I don't think I could deal with this everyday. I think I have to fall asleep every so often. I'm really upset that I have tiny bits of cancer in my neck that can't be operated on or treated with radioactive medicine. Last year, I'd frequent thyca.org and participate in message boards, giving my input where it might have been helpful. I haven't been on the website in over six months because I don't want to look it in the eye. I wanted to move on. They do send me emails a few times per month, so I'm reminded that I've kept this in my periphery. Tonight I was looking at the traffic on my blog and it's always interesting to Google search different phrases and see what will lead to my blog. Doing that lead me to someone's blog (http://strongerthanshelooks.blogspot.com/) and I really enjoyed reading it. And reading things like this snap me back into reality. The writer's words were extremely relatable for me ("life is on pause").

I've been deepening my yoga practice and have been practicing more often, so I have to wonder if that has something to do with the fact that I've sat down to write tonight. Today I practiced at home and I really enjoyed it. The healing power of yoga on my mind, body and spirit never ceases to amaze me.

One thing I just want to scream about is the fact that my hair has been falling out a little again. That is not a cancer thing, but rather a delayed side effect of being hyperthyroid months ago. Even though my medication has since been adjusted, it's too late for this part. It's disheartening to find hair all over my clothes and all over the floor after brushing my hair.

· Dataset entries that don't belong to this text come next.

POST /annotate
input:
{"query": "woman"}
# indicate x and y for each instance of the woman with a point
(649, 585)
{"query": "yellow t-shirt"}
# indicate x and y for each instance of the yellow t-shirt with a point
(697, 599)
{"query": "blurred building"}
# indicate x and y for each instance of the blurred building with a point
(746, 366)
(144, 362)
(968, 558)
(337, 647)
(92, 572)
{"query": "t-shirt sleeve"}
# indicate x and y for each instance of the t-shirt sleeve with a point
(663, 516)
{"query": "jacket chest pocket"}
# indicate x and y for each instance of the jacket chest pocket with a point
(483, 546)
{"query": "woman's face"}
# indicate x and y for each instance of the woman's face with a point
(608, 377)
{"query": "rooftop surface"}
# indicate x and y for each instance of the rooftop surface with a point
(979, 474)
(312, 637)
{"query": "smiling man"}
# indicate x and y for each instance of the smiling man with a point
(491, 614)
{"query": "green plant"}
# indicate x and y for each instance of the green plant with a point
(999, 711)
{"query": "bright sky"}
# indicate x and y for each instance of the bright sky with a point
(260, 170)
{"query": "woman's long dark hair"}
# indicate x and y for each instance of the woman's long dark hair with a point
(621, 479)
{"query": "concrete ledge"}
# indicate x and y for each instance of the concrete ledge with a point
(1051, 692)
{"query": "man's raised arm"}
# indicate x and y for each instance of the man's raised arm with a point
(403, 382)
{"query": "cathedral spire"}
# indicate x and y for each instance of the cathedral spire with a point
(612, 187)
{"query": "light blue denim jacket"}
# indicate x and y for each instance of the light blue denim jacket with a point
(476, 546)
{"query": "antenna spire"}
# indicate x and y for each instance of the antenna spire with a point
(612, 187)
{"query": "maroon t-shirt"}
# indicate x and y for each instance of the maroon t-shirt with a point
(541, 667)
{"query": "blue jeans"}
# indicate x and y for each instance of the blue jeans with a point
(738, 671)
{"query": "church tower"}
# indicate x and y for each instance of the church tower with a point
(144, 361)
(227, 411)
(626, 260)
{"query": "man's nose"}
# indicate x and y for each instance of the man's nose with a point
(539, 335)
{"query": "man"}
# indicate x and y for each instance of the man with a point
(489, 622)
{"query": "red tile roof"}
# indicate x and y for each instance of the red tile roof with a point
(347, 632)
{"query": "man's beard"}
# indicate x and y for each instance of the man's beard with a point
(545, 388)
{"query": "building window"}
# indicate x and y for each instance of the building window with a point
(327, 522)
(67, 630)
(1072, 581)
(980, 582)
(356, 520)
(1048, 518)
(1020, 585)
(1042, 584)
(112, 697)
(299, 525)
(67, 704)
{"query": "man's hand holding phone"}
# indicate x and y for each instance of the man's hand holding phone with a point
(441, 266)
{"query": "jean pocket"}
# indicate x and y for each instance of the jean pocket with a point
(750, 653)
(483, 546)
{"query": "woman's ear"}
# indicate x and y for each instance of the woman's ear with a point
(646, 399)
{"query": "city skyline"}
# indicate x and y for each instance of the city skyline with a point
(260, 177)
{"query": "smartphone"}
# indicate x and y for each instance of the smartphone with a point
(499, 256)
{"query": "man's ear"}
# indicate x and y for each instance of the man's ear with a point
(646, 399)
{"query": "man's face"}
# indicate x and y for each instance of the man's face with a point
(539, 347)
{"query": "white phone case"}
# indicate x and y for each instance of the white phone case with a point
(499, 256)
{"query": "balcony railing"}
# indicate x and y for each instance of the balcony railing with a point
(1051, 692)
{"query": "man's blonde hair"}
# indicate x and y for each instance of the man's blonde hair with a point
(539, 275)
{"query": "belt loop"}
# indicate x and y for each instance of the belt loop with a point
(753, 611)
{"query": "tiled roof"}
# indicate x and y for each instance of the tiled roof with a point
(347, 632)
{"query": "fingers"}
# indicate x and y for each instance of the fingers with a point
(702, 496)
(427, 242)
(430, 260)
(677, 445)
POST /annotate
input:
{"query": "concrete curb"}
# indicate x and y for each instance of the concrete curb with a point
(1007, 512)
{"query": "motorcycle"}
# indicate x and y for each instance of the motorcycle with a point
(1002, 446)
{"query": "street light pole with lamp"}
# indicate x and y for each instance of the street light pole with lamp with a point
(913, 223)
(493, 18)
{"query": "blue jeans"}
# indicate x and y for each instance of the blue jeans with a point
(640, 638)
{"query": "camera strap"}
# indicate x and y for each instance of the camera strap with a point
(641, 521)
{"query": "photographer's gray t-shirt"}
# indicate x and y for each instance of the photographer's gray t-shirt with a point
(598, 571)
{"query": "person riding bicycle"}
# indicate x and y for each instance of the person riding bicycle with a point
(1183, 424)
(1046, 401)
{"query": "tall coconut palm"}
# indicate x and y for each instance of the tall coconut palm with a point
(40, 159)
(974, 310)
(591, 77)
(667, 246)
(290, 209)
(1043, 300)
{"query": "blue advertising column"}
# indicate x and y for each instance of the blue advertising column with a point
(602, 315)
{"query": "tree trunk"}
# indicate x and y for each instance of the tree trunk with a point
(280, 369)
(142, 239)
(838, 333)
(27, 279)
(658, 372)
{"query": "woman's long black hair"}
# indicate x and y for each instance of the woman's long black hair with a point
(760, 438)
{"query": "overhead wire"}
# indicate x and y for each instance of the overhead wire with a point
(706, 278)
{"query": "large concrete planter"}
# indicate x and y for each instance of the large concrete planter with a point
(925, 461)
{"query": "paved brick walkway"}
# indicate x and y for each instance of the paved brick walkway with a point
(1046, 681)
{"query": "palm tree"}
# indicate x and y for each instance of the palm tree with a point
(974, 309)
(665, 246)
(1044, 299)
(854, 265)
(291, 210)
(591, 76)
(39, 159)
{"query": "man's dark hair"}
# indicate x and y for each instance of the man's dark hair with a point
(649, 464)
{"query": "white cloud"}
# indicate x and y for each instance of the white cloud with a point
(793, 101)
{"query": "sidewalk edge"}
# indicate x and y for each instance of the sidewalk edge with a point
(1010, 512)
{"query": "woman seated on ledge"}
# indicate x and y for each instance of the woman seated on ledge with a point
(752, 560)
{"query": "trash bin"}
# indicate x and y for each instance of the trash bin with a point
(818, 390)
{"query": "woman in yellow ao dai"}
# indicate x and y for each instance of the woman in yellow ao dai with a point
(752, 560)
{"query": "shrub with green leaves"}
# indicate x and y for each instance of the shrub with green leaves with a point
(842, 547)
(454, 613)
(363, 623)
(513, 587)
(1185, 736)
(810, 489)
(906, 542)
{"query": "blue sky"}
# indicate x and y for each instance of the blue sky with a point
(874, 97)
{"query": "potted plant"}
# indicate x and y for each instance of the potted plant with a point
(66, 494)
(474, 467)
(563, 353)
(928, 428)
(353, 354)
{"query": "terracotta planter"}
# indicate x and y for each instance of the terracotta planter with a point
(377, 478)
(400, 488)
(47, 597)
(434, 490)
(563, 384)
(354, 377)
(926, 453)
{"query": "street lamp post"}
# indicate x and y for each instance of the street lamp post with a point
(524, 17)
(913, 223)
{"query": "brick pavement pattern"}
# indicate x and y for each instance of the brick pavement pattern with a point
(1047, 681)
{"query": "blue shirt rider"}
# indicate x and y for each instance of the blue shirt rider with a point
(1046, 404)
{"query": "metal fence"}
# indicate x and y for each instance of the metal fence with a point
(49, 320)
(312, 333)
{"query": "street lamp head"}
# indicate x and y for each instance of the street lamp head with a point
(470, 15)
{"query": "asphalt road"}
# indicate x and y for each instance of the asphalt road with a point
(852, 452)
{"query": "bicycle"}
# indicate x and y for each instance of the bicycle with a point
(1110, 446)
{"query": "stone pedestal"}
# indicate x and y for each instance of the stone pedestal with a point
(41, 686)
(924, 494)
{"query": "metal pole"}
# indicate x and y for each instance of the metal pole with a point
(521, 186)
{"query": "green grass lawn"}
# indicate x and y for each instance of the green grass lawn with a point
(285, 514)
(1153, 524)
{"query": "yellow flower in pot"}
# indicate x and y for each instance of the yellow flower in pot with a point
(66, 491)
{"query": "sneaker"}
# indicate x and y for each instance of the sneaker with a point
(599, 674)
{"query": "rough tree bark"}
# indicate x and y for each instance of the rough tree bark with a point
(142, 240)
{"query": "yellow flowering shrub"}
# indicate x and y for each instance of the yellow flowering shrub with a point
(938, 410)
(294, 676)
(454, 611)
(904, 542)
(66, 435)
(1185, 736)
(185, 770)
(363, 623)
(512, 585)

The way I picture what I'm going through is that I'm like a fish swimming around (stay with me) and there's like a rock or whatever and that's the fact that I have cancer. And it's not that I'm always swimming away from it...maybe some days I swim away from it, and maybe a lot of days I swim around it like in a circle, and then eventually I do go right to it. Writing this blog, I'm headed right to the cancer, to the truth, and same goes for when I revisit the thyca website. And I know that the only way to get through something and to deal with it and process and heal is to go right to it. I won't benefit from going around it or trying to find a loophole.

I wrote last year about how amazing it was when the facade was lifted and I realized that although I wasn't going to come out of this unscathed, I could still be okay. Yeah, I feel a little scathed. I'm kind of haunted by the dark year I've had. Like, things are bright right now. They definitely are. I have hope for future in yoga and I'm very excited to hopefully start a training program in January, and I'm also madly in love and that is a bright spot in my life, but I have some dark memories that come back to me and I can't believe I lived it, and am still living it. I do get a little depressed about it. I hesitate to use the word "depressed" because I don't want to take away from actual clinical depression, (I need to let go of what you think of me) but that's how I start to feel sometimes. The amount of money I get from disability is pretty discouraging, but I don't think I'll go back to work early. The only reason I have money right now is because people in my life gave me some. I'm living on very little right now. But I'm also getting plenty of sleep and I'm getting to slow down. Can you see me battling myself here on the pros and cons? Anyway.

I guess that's all I have to say. I think that needed to come out. I don't want to crawl back into the dark and have nothing but apathy and a desire to watch dark movies...I want to step into the light.